Mitochondriopathy and Cerebral Hypoxia as Possible Triggers

How hypoxic brain injury and mitochondrial abnormalities may contribute to the pathogenesis of movement disorders, such as in our case, remains unknown. It is important to note that her abnormal movements occurred after birth and they were progressive. Reported secondary etiologies of a myoclonus and dystonia syndrome have included storage disorders, neurodegenerative diseases, drug-induced, toxic-metabolic conditions, inflammatory disorders, and traumatic or hypoxic insults to the brain.[18, 19] Our patient had multiple perinatal comorbidities (gestational toxemia, hypoglycemia, and postnatal sepsis) that resulted in resuscitation and likely brain hypoxia from the incident. It has been hypothesized that anoxic injury to the thalamus may underpin the abnormalities delaying the presentation of the movement disorders, such as in our case.[20] Though she had a genetic confirmation of a complex I mitochondrial defect, which hypothetically could have contributed to the manifested syndrome, we cannot completely be sure that this is the underlying etiology. Whereas movement disorders reported in mitochondriopathies can be myoclonic and have been associated with seizures, our patient had only one of these known manifestations. Impaired mitochondrial function is known to impact biological processes that depend on energy and metabolism in structures with high metabolic activity, such as putamen, globus pallidus, and thalamus,[21] and these have been reported in many neurological disorders,[22] inclusive of both dystonia and myoclonus. Though we cannot be certain, we hypothesize the mitochondrial dysfunction in addition to the hypoxic brain injury were large contributors to the hyperkinetic movements in our case.
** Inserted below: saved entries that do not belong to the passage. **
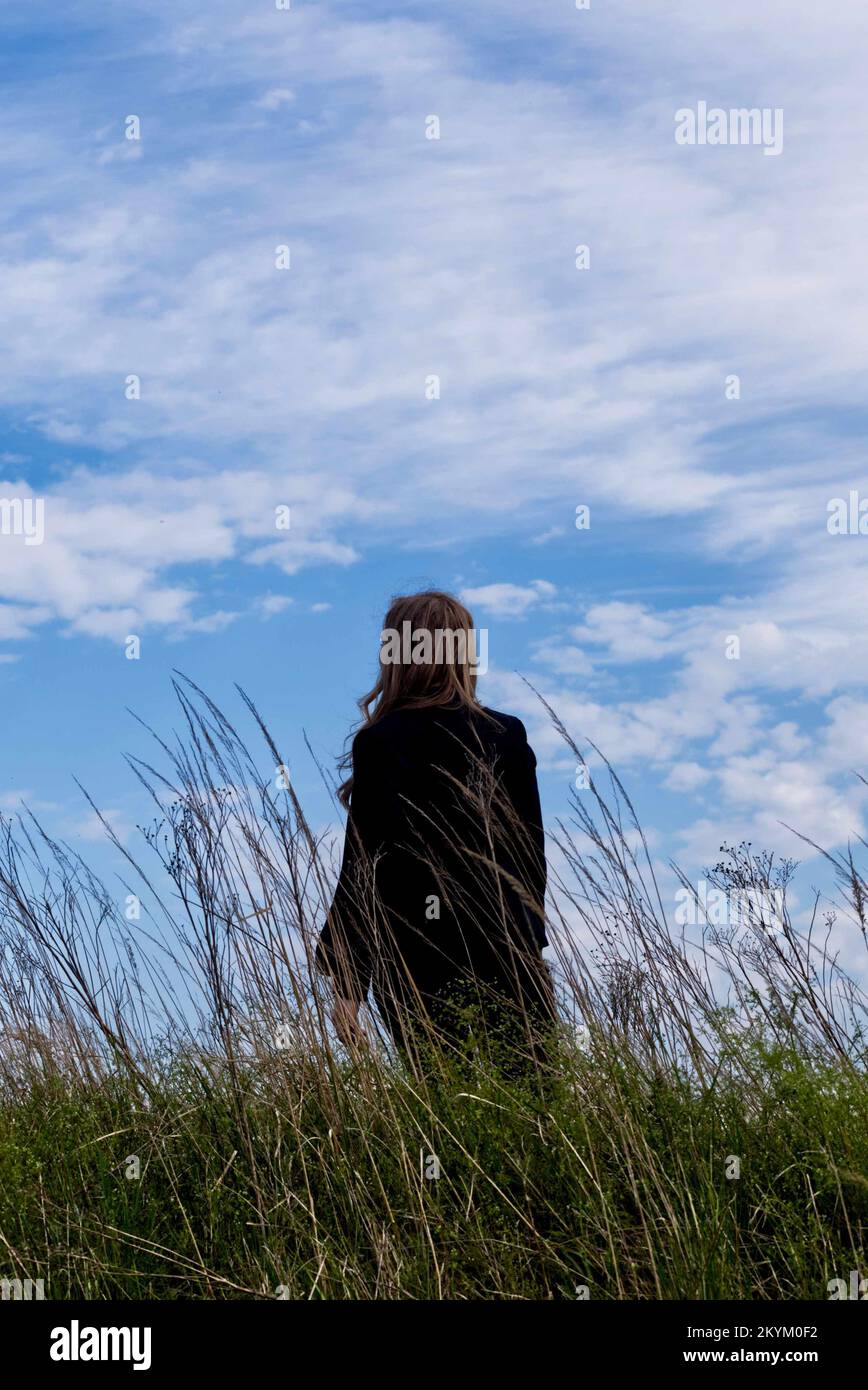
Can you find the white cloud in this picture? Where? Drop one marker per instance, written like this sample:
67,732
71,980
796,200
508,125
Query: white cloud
509,599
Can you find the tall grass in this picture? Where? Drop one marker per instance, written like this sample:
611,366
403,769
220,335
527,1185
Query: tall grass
178,1121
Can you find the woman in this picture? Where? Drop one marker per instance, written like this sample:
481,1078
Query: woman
440,904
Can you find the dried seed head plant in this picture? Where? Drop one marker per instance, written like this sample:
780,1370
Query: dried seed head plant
177,1116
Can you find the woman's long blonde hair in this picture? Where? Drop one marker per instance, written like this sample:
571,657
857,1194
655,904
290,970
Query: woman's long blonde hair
419,684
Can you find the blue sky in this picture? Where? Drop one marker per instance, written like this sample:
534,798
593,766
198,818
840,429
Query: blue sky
454,257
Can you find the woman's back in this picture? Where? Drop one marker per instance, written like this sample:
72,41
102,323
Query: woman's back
443,881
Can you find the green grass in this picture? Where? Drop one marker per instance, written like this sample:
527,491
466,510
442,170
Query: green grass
313,1183
195,1041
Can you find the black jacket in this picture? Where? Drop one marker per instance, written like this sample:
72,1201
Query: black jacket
444,859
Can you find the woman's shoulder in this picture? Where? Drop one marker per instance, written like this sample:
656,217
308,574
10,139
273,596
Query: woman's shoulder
497,724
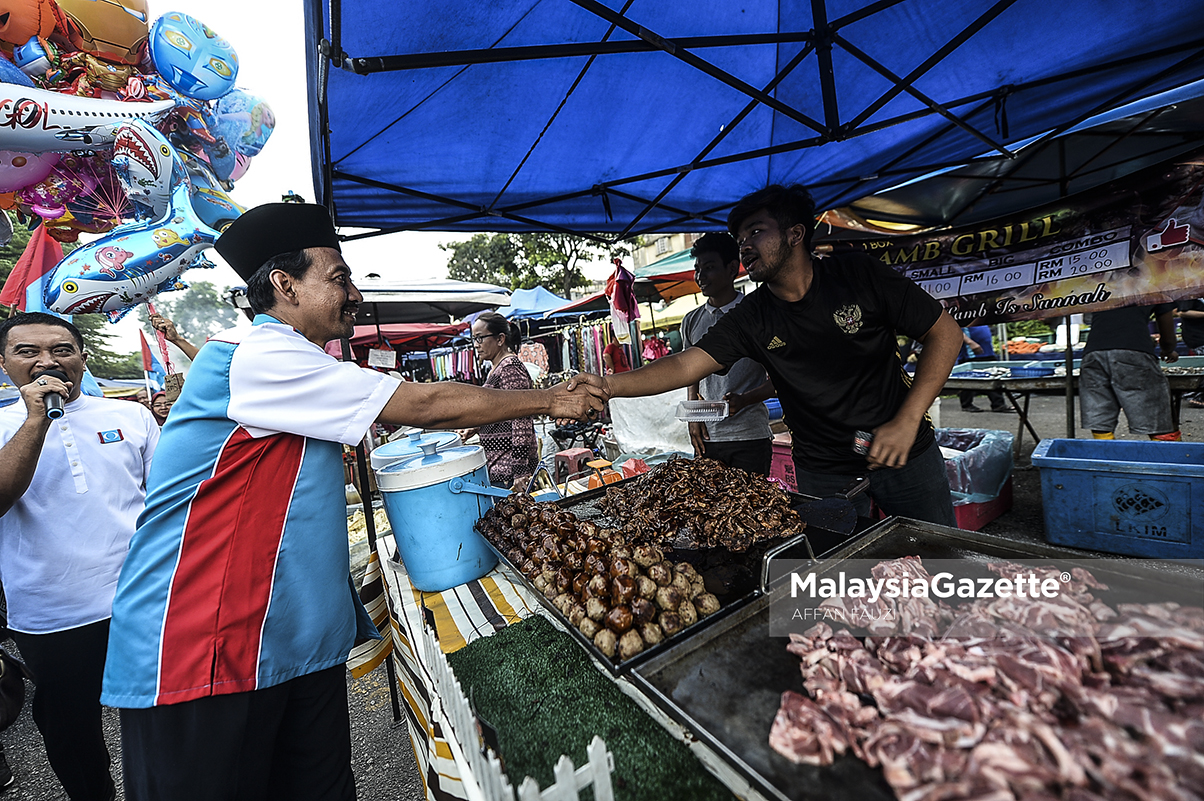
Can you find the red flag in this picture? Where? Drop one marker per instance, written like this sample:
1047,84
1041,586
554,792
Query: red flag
147,359
41,255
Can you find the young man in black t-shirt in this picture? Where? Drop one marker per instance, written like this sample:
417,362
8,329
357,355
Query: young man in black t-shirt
825,330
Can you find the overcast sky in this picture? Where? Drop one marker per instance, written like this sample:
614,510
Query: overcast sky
269,36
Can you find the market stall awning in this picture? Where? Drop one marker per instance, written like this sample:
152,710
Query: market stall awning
595,302
1046,169
559,115
408,336
428,301
532,302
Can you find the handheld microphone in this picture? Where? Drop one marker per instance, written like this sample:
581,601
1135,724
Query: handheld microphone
53,400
The mechanism of action of DBS in mitochondrial disorders remains uncertain, and the optimal stimulation target for similar syndromes continues to be debated. Described reports suggest benefits for movement disorders secondary to mitochondrial disease may occur even if surgery is not considered until long after symptom onset. The clear loss of the DBS benefit initially observed in our case suggests both a loss of DBS benefit and somewhat of a disease progression, at least for dystonia. Higher DBS settings need to be tried before considering dystonia to be unresponsive. Longer follow-up and blinded evaluations are required to confirm our short-term results and unblinded results and allow stronger conclusions. Although promising, DBS outcomes for secondary myoclonus and dystonia will require more study to better understand reasonable approaches to the application of this technology.